Yeah, I’m the girl who lost the boy after she stopped using drugs and ended her extramarital affair.
“You know I stopped using.”
“I’m so proud of you, but that doesn’t change anything,” he said, rubbing my shoulder.
Proud of me? I wanted to take the ashtray and bash his face with it. It would have been better if he had said, “Here is all the money I have. You can have it because what I’m doing is fucked-up. It’s assumed because I married you that I wouldn’t say out of the blue that I’m leaving you, since that’s what marriage is. Since I have no words to offer, I will give a bunch of money.” That was the least he could do. But words were all he had. Stupid dumb words that didn’t mean shit to me.
“I’ll be right back,” I said. I got the bags and The Bell Jar (a little on the nose but whatever) from the bedroom and went back to the living room. I did the two bags off the coffee table in front of him because what the fuck was the difference?
He kept talking in that nice way of his about how he had tried and how it was nobody’s fault. He sighed and said, “We can stop pretending.” What the hell did that mean? He had been pretending? He had tears in his eyes. He was serious.
“What do you mean, pretending?”
“Didn’t it feel like we were going through the motions?”
“No, I love you, and you’re leaving me for no reason.”
He stared directly at me with tears running down his face, and said, “Fuck you. This is what you wanted.”
What the fuck was he talking about? I wondered, after I slowly came to from binge watching Don’t Trust the B- - in Apartment 23 and doing all the dope I had. I had completely lost my tolerance and kept nodding out. I would jerk awake and find myself bent over, my head almost touching the floor. It sounded like Peter was dragging shit across the bedroom floor.
This is what you wanted . Oh. What I said to Amy on the phone. “I wish Peter would just leave already. I treat him like shit.” He must have overheard me when I was smoking outside. My stupid mouth saying stupid things. Had I meant it? Was this exactly what I wanted? I snorted another bag. No more being scared that the biggest thrills left for me were buying things at Crate & Barrel. I was free. Anything and nothing could happen.

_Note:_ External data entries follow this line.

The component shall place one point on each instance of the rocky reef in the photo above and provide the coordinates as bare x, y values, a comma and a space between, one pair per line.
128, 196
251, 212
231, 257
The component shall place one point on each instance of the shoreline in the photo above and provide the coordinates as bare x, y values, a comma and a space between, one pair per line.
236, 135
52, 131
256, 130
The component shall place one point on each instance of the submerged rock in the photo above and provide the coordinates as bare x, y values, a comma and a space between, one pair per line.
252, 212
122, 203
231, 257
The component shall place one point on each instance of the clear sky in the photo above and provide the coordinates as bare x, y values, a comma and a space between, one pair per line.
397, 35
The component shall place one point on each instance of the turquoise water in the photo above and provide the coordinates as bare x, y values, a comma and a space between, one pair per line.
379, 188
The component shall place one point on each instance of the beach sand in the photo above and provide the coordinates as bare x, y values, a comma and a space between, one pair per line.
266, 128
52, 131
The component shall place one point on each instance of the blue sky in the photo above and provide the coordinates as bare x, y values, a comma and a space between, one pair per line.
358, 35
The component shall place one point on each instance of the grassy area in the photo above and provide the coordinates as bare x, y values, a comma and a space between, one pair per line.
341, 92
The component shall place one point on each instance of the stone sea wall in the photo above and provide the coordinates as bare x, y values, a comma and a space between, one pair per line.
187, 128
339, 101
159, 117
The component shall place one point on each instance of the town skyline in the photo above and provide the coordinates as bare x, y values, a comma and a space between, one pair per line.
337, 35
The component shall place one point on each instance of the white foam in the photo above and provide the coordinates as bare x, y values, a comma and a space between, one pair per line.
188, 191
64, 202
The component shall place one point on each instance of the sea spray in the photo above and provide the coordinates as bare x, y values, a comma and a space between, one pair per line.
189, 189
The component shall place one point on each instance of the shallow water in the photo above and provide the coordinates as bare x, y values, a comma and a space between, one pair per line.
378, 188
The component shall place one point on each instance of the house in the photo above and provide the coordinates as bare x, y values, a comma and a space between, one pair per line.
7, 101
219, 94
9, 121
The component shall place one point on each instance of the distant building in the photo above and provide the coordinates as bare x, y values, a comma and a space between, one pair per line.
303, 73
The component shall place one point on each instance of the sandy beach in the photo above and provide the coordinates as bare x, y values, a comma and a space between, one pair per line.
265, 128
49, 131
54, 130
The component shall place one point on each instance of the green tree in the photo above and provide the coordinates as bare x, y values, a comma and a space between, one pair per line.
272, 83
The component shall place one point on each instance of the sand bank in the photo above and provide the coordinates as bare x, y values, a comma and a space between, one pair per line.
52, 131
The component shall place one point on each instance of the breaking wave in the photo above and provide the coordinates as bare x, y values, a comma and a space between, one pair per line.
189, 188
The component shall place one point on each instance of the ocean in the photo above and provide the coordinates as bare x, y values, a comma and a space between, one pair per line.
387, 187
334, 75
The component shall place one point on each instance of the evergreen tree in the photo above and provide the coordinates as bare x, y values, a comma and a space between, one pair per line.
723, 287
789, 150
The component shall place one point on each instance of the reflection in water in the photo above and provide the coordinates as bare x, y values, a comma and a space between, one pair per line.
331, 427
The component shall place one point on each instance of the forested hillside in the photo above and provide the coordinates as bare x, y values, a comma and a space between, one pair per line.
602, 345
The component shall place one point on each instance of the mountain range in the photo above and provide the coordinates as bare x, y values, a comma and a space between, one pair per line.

In the future everyone will ask me, “Why did your marriage end? What did you do?”
Peter and I walked over to Elizabeth’s. She sold me five bars of Xanax and gave me a hug. She was strung out. Her apartment told the story. All the lights were off, and there was a candle, and her laptop was playing a show with no laugh track. I wanted to stay, but Peter was outside waiting.
I’d never learned how to get dumped. I didn’t know how to not take it personally.